Seventeen

The bubble of noise bounced along the hallway, up the stairs and burst into Cordy’s bedroom. At once she was wide-awake. The sheet beneath her felt damp. She stuck her hand between her legs and raised her fingers to her nose. Wee. Last time she’d been checked for nits, she’d heard the school nurse and her mother whispering, something about ‘reverting to babyhood’. She’d wriggled out of the nurse’s grasp as the hard steel comb raked across her scalp. Baby! It was what she said to her little sister Esme at least thirty times a day. The nurse had a lump on her top lip. It had a long black hair sprouting from it. Served her right, Cordy thought.

The sound of voices from downstairs got louder. Her father must be home and he hadn’t come up to see her. Her mother had promised he would. She focused on a spot up near the ceiling. She must concentrate. She had to keep her eyes on that dark stain just above the picture frame, or her gaze would swivel to the left to the top of the wardrobe where ‘it’ crouched, waiting to pounce. ‘Don’t look,’ she told herself. ‘It can’t make you.’ Sometimes it worked and in the mornings she’d see the big canvas bag with its floppy handles and brass zip that was stored up there. But on other nights, when she couldn’t stand it a minute longer, when she gave in, ‘it’ would be there, its long arms swinging, its teeth yellow and sharp.

The voices were filling her head. It felt as if it would burst. Just like that time her friend Amy had dared her to hold her breath for as long as she could and she’d fainted.

She decided to count … nine, ten, eleven … it was easy, even Esme could get to twenty … she carried on …39, 40, 41 … anything to block out the noise … 57, 58 … Her counting had got really good now. Once she’d got to 172 before the shouting stopped.

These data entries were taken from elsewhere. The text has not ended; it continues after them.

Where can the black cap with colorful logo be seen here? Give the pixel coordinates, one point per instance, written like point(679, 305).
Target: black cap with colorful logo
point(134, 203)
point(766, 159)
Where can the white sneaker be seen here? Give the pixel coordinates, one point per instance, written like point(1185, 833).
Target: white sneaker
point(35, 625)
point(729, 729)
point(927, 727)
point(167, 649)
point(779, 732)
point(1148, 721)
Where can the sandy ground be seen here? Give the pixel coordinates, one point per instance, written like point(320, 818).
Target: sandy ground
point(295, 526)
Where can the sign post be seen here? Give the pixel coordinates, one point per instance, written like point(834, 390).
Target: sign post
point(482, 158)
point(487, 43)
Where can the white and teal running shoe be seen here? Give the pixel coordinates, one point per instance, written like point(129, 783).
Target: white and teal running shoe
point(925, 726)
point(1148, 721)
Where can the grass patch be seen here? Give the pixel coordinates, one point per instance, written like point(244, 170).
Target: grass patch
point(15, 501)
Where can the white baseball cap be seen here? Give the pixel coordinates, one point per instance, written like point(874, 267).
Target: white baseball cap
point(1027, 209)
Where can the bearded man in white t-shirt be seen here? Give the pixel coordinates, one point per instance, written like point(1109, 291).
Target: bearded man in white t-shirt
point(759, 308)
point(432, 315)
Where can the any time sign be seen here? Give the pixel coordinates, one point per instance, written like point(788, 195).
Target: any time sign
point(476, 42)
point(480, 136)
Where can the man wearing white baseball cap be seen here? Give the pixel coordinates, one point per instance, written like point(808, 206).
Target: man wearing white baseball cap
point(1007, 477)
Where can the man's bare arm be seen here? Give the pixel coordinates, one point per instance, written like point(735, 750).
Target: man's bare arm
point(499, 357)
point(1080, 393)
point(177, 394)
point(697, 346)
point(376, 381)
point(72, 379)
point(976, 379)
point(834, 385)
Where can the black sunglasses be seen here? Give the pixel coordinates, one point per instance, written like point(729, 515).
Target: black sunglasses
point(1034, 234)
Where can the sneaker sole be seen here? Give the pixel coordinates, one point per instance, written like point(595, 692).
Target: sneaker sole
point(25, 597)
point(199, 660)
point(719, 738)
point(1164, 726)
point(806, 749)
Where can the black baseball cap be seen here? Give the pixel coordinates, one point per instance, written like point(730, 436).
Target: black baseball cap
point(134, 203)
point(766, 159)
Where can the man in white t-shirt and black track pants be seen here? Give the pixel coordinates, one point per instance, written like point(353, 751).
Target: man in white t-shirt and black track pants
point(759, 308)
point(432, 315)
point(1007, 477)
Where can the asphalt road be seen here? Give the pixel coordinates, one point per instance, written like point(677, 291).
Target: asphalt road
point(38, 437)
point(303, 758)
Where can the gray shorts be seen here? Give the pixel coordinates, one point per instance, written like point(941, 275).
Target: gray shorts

She shifted her head and looked towards a mound of blankets in the bed next to her. Esme always slept with her knees pulled up under her, her bottom stuck up in the air. Her face was turned away, but Cordy could hear her steady breathing, see the pink ribbons wound round her pigtails. For a moment she forgot to count, and then she heard the silence. She held her breath and pressed her hands against her heart. Lucy Phillips swore you could get rid of a stitch like that.

She waited until it seemed safe to get out of bed. The lino was icy cold and she hopped from one foot to the other. She pulled off her wet nightdress and stuffed it behind the chest of drawers. The window was ajar and a gust of air sucked at the curtains and tickled her bare skin. Reaching into the laundry basket, she found the T-shirt and knickers she’d worn yesterday. She drew back the blankets and tugged at the sheet, dragging it free from the mattress. She was heaping the covers back on the bed when the noise started all over again. Her father’s voice. Louder and louder. A moment’s silence. She strained to hear her mother. Nothing. Then that deep booming again.

She tiptoed to the door and put her hand to the knob. The brass felt cold and smooth and filled her palm. She made sure not to pull the door back too far. If you opened it wide, the hinges squeaked. Her father’s voice rumbled from beneath her like an approaching tube train. She was terrified of the vibration and whooshing rush of air through the tunnel that happened when the carriages neared the station: she’d bury her face in her mother’s skirt. What was Mummy doing now? Why couldn’t she hear her?

Cordy inched towards the stairs. The creak of the floorboards usually gave the game away. Tonight she was in luck. She lowered herself on to the top stair. She clasped her knees and waited.

A glow from the street shone through the fanlight above the front door. A runner stretching the length of the hallway covered the quarry tiles. It was frayed in places and her mother was always saying they’d break their necks one day. Her father’s black trench coat was draped over the hallstand. On the opposite side his fedora hung from one of the brass hooks. She was sure that’s what it was called because she remembered saying thedora and her mother telling her ‘It’s ‘f’. Put your top teeth over your bottom lip. Look, like this.’

She heard the kitchen door open and footsteps on the bottom flight of stairs. Her father appeared in the hallway. His long dark hair looked messy as if it hadn’t been combed for days. The school nurse would tell him off if she saw it. Cordy wondered if he’d been checked for nits.

She called out and her father looked up, his black eyes boring into hers. ‘Daddy,’ she began, ‘what’s … ?’ She didn’t get any further because he held up his hand, his massive hand which she loved to tuck hers into as she skipped along the street with him. He moved his fingers up to his mouth, touched them with his lips and then blew a kiss towards her up the stairs. She watched it leave his mouth, reached out to catch it and closed her eyes while she held it to her own lips. When she opened them again, the hall was empty.